McConnell, Trump's most powerful GOP ally in the Senate, welcomed the president's emerging defense team Friday for a walk-through of the Senate chamber. White House counsel Pat Cipollone and legislative affairs director Eric Ueland came to Capitol Hill to assess logistics.
A six-term veteran of the Senate, McConnell is acting very much though he has the votes to ensure a trial uncluttered by witnesses — despite the protests of top Democrats Pelosi and Schumer.
"We have this fascinating situation where, following House Democrats' rush to impeachment, following weeks of pronouncements about the urgency of this situation, the prosecutors have now developed cold feet," McConnell, R-Ky., said late Thursday as senators left town for the year.
"We'll continue to see how this develops, and whether the House Democrats ever work up the courage to take their accusations to trial."
McConnell has all but promised an easy acquittal of the president. He appears to have united Republicans behind an approach that would begin the trial with presentations and arguments, lasting perhaps two weeks, before he tries drawing the proceedings to a close. The Senate will reconvene Jan. 3.
That has sparked a fight with Pelosi and Schumer, who are demanding trial witnesses who refused to appear during House committee hearings, including acting White House Chief of Staff Mick Mulvaney and former national security adviser John Bolton.
"They should have witnesses and documentation," Pelosi told The Associated Press. "This could be something very beneficial to the country, if the facts are there."
Schumer's leverage is limited, though his party can force votes on witnesses once a trial begins. He appears to be counting on public opinion, and political pressure on vulnerable Republican incumbents like Susan Collins of Maine, to give Democrats the 51 votes they need.

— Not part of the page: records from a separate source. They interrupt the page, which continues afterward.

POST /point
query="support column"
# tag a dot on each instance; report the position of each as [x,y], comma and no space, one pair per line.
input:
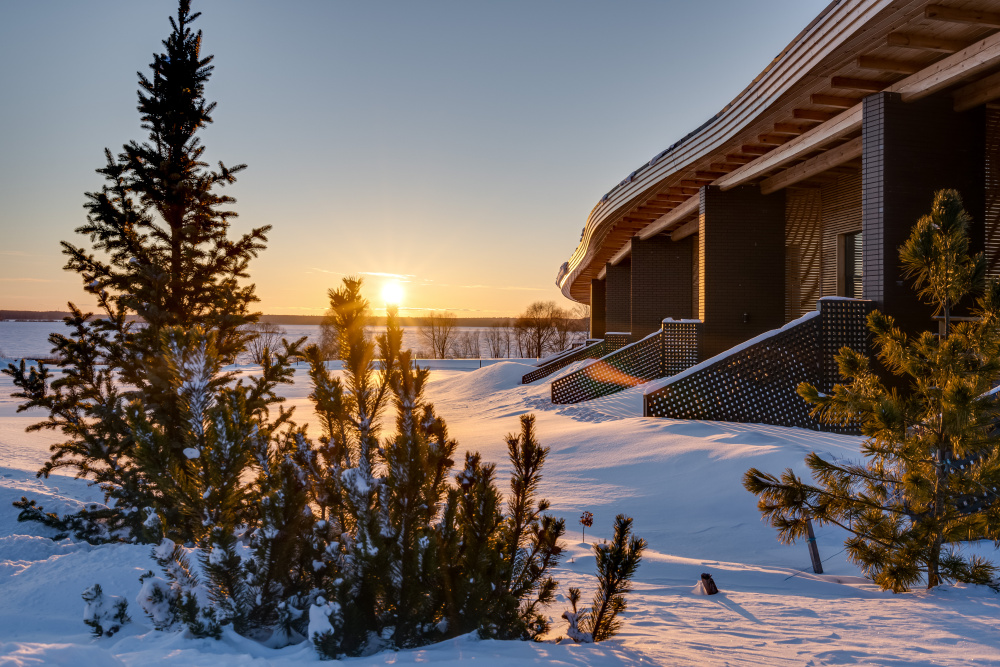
[618,296]
[597,309]
[661,282]
[741,237]
[911,150]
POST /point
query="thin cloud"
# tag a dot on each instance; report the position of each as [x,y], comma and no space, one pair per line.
[27,280]
[496,287]
[399,276]
[402,277]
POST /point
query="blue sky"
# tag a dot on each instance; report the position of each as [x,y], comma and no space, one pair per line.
[458,145]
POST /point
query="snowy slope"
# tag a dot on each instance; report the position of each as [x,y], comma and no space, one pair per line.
[679,480]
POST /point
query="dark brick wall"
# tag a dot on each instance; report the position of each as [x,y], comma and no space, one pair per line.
[742,248]
[910,151]
[618,296]
[597,309]
[661,282]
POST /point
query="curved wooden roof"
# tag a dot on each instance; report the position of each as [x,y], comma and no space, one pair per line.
[800,116]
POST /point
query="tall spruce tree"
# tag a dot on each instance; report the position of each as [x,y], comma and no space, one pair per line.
[159,248]
[932,449]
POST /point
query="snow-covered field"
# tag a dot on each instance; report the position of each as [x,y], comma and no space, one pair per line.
[679,480]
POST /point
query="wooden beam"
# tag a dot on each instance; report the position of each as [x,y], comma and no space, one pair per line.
[812,167]
[887,65]
[789,128]
[980,92]
[974,59]
[954,15]
[773,139]
[685,230]
[812,114]
[689,207]
[833,101]
[815,139]
[926,42]
[848,83]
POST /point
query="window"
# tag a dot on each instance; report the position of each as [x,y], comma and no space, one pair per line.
[852,265]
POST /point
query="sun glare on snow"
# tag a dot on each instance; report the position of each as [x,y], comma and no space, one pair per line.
[392,293]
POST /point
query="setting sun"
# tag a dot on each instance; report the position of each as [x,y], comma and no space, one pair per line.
[392,293]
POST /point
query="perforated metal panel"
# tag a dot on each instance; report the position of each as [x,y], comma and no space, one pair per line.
[593,351]
[757,384]
[992,220]
[680,345]
[631,365]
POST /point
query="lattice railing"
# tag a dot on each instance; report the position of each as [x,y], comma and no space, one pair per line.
[631,365]
[594,350]
[755,382]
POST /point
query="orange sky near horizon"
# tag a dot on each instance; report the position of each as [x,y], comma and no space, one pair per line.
[454,147]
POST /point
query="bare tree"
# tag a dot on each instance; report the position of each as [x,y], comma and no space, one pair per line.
[262,336]
[571,328]
[538,328]
[498,338]
[438,330]
[329,336]
[466,344]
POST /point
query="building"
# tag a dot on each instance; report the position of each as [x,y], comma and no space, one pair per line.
[807,183]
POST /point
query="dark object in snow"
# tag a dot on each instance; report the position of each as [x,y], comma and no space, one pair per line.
[813,549]
[104,614]
[586,520]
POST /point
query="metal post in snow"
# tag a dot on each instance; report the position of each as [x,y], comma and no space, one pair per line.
[813,549]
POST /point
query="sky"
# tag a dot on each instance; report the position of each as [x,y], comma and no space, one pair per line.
[452,147]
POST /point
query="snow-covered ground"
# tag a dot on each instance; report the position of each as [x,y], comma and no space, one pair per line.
[680,480]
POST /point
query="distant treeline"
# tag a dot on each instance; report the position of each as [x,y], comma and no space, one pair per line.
[273,319]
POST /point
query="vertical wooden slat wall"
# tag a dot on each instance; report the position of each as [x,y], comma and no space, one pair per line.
[803,245]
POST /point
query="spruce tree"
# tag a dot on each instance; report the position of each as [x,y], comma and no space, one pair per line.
[932,463]
[159,250]
[617,563]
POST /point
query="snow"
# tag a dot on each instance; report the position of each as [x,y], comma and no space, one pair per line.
[650,387]
[679,480]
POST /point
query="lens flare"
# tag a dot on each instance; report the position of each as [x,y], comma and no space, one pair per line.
[392,293]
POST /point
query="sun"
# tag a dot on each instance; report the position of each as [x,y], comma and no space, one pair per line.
[392,293]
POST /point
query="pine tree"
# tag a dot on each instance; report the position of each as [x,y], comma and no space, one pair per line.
[932,462]
[617,563]
[160,249]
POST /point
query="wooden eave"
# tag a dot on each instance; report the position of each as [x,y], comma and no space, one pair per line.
[754,139]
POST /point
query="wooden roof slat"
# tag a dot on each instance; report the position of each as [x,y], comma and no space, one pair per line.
[848,83]
[887,65]
[980,92]
[956,15]
[833,101]
[812,114]
[789,128]
[928,42]
[773,139]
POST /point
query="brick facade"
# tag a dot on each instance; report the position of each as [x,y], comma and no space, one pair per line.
[618,296]
[661,282]
[741,241]
[597,309]
[910,151]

"You wouldn't get them to say, 'I'm going to vote to kick President Trump out of office,'" Schumer said in an interview. "But you might get them to vote for witnesses, you might get them to vote for documents, and we'll see where it falls from there."
McConnell isn't budging. After a 20-minute meeting with Schumer on Thursday, he declared the talks at an impasse and instructed senators to return on Jan. 6 ready to vote.
McConnell appears ready to impose a framework drawn from the 1999 trial of Bill Clinton, who was acquitted of two articles of impeachment. That trial featured a 100-0 vote on arrangements that established two weeks of presentations and argument before a partisan tally in which Republicans called a limited number of witnesses, including Monica Lewinsky for a videotaped deposition.
McConnell said Thursday: "I continue to believe that the unanimous bipartisan precedent that was good enough for President Clinton ought to be good enough for this president, too. Fair is fair."
There's a risk that Schumer's protests — which started Sunday with a letter to McConnell requesting four witnesses — could cement GOP unity. Endangered Republican senators including Cory Gardner of Colorado and Martha McSally of Arizona need strong turnout by the GOP base to win, and will be hard-pressed to take Schumer's side.
Trump, meanwhile, has been hoping the trial will serve as an opportunity for vindication. He continues to talk about parading his own witnesses to the chamber, including former Vice President and 2020 Democratic candidate Joe Biden and House Intelligence Committee Chairman Adam Schiff, D-Calif., who led the fact-finding phase of the impeachment investigation.
There is little appetite for witnesses among McConnell and other key Senate GOP allies, however.